À primeira vista, os fungos são pouco interessantes. Mas eles contribuem de forma decisiva para a preservação da diversidade biológica do nosso planeta e estão presentes, de mil formas, no nosso cotidiano. O pão que comemos necessita de um fungo, que age como fermento biológico. Essa levedura é o Saccharomyces cerevisae, fungo unicelular, base para muitas indústrias, além da panificação.
A cerveja e todas as bebidas alcoólicas feitas a partir da fermentação também são produtos fúngicos. O mesmo fungo que produz gás carbônico na massa de pão, a Saccharomyces cerevisae, ajuda a transformar açúcar em álcool. Quando tomamos um chope ou uma cerveja, bebidas que sofreram pasteurização, células vivas de fungo, a levedura, estão contidas no líquido. Os refrigerantes também são produtos fúngicos, porque a maioria tem ácido cítrico, produzido por um fungo, o Aspergillus lividus, que é usado industrialmente. (O nome do ácido sugere que é produzido a partir de frutas cítricas, e de fato, assim era no passado.

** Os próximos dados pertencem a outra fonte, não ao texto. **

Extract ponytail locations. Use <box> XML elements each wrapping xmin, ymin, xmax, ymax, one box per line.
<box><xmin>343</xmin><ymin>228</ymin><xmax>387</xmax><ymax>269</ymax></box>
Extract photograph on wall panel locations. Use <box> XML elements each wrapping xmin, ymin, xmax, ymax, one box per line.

Hoje todo o ácido cítrico consumido é produzido a partir do Aspergillus lividus.)
Com relação aos tipos de alimentos que utilizam, os fungos são classificados em saprobióticos, parasitas e simbióticos. Os saprobióticos ou saprofíticos se alimentam de material morto. É o caso dos mofos e bolores e de vários fungos comestíveis, como o shitake, dos japoneses. Associados a bactérias, atuam no ambiente como reguladores naturais da população de outros organismos. Daí o seu papel para a manutenção da biosfera ter importância igual à das plantas. Sem os fungos, a vida tal qual é hoje na Terra não seria possível, pois eles são agentes da decomposição, permitindo a reciclagem de nutrientes.A importância antropológica dos fungos não se limita ao seu uso como alucinógenos. Eles são apreciados na culinária também desde épocas muito antigas. No Império Romano, a espécie de cogumelo Amanita cesariae, foi assim batizada por ter sido reservada aos césares. Outros cogumelos comestíveis eram de uso exclusivo dos nobres.

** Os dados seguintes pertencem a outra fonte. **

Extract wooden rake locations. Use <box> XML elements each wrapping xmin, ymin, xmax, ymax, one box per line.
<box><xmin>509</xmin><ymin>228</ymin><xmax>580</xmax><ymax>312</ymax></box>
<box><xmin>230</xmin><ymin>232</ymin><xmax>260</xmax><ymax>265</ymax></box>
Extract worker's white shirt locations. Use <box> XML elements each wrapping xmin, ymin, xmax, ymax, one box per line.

Um dos usos mais importantes dos fungos é, sem dúvida, a produção de medicamentos. A primeira e a mais famosa de todas as substâncias medicamentosas extraída dos fungos foi a penicilina, descoberta em 1929 por Alexander Fleming. A penicilina foi o primeiro antibiótico a ser produzido industrialmente. Muito do que se aprendeu na transformação das observações de Fleming numa operação de larga escala, economicamente viável, pavimentou o caminho para a produção de outros agentes quimioterápicos, à medida que foram descobertos
Grupos relacionados e similares
Os bolores aquáticos, mostram uma organização hifal e já foram considerados fungos. Entretanto eles, e os hypochytrids estreitamente relacionados, não são atualmente correlacionados com os verdadeiros fungos pertencendo em vez disso ao grupo chamado stramenopile, junto com as algas douradas, diatomáceas, algas castanhas e outros similares. Os chytrids foram também formalmente excluídos dos fungos devido à presença de flagelos nos esporos, porém têm relações estreitas com os outros sendo geralmente tradados junto com eles.
Slime molds também foram colocados aqui, por que eles produzem corpos frutificantes, porém são agora reconhecidos como sendo diversos grupos distintos de amebóides.
Geralmente acredita-se que os fungos evoluíram do mesmo grupo dos flagelados que deram origem aos animais e coanoflagelados. Similaridades incluem as estruturas de células móveis, quando presentes, a presença comum de quitina em alguns grupos, e a presença de glicogênio como material de reserva.